Le 9mm Largo, également connu sous le nom de 9mm Bergmann-Bayard, est une munition qui a marqué l'histoire de l'armement, particulièrement en Espagne. Cet article explore en détail cette cartouche, son origine, ses utilisations et les armes qui la mettent en œuvre.
L'aventure du 9mm Largo débute en 1903 avec les prototypes dessinés par le lieutenant-colonel Venancio Lopez de Ceballos y Aguirre, comte de Campo Giro. En 1910, les premières armes sont produites en série, chambrant le 9 mm Largo, mais la mise au point continue jusqu'en 1913. L'arme sera rapidement adoptée par l'armée espagnole dans sa seconde version « modelo 1913-16 » (1914) et produite en 15 000 exemplaires toutes versions confondues, notamment aux établissements Espéranza y Unceta, qui allaient devenir en 1926 : Unceta y Cia.
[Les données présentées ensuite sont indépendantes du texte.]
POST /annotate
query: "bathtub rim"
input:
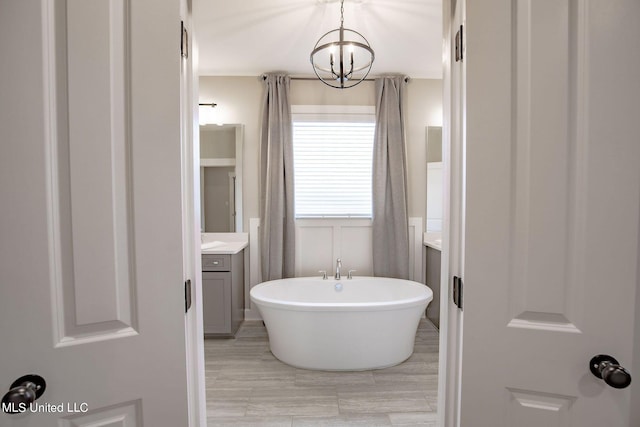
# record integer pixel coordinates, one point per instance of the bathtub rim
(347, 306)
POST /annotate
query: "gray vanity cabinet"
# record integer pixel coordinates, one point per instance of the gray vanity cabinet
(222, 293)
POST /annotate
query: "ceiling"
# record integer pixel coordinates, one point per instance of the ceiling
(251, 37)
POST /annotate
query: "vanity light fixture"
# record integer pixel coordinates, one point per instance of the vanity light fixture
(342, 58)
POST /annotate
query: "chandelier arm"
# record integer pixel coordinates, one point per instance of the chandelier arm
(341, 75)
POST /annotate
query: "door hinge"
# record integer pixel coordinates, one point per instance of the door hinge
(187, 295)
(457, 291)
(184, 41)
(459, 44)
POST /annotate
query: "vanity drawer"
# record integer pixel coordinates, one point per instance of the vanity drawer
(216, 262)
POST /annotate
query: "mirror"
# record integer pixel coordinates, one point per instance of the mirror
(434, 179)
(221, 178)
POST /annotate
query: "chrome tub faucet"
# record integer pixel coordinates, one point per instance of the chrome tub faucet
(338, 267)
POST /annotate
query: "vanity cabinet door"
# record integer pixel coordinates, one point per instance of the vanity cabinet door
(216, 294)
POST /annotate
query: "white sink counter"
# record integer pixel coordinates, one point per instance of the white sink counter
(433, 240)
(224, 243)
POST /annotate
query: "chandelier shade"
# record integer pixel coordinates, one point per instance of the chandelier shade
(342, 58)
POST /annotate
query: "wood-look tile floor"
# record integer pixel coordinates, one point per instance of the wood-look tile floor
(247, 386)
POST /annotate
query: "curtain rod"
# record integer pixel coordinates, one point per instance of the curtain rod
(371, 79)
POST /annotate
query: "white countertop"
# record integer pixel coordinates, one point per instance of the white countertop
(224, 243)
(433, 240)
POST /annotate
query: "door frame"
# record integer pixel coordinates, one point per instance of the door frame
(452, 323)
(191, 211)
(451, 320)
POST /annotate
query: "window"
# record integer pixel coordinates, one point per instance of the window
(332, 156)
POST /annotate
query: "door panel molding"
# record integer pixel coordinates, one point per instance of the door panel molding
(548, 159)
(90, 189)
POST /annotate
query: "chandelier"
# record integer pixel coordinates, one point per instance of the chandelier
(342, 58)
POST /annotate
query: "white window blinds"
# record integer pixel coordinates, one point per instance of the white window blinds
(332, 165)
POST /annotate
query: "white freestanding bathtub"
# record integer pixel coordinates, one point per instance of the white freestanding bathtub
(350, 324)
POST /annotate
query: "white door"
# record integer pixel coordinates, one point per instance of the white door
(552, 196)
(91, 294)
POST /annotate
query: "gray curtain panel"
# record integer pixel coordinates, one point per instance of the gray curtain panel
(276, 173)
(390, 218)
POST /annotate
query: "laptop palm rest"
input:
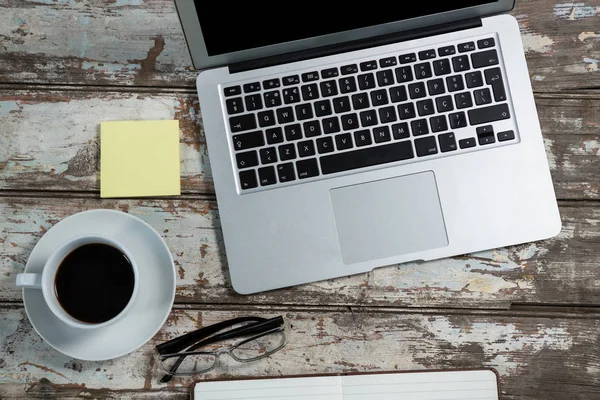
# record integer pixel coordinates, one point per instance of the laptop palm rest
(389, 217)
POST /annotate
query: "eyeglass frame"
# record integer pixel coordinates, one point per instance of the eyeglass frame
(208, 335)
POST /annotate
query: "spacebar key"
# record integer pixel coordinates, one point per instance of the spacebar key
(366, 157)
Une nouvelle version de l’arme est mise en fabrication dès 1916, puis une ultime en 1921. Le Campo Giro : c’est le grand ancêtre de toute une lignée promise à un succès mondial !
Parallèlement à l'adoption du Bergmann, un Lieutenant-Colonel d'artillerie, le Comte de Campo-Giro, qui avait d'ailleurs participé à la commission de sélection du Bergmann, développait un prototype depuis 1900 dont un premier exemplaire de démonstration fut produit en 1903 par l'arsenal d'état de Oviedo. En 1910, à la requête de la commission des armes portatives, 25 exemplaires furent construits pour des tests.
Finalement, une version simplifiée du pistolet fut adoptée en septembre 1912 sous la référence : Pistola Campo-Giro, de 9mm, mod. 1913. La firme Esperanza y Unceta entreprit la production de 1.000 exemplaires. En janvier 1914, une version modifiée fut de nouveau adoptée par l'armée, le modèle : Pistola Campo-Giro, de 9mm, mod. 1913-16. Comme pour le Bergmann, ce pistolet était chambré pour la cartouche 9 mm Largo. A peu près 1.000 modèle 1913 et 13.617 modèle 1913-16 furent produits par Esperanza y Unceta.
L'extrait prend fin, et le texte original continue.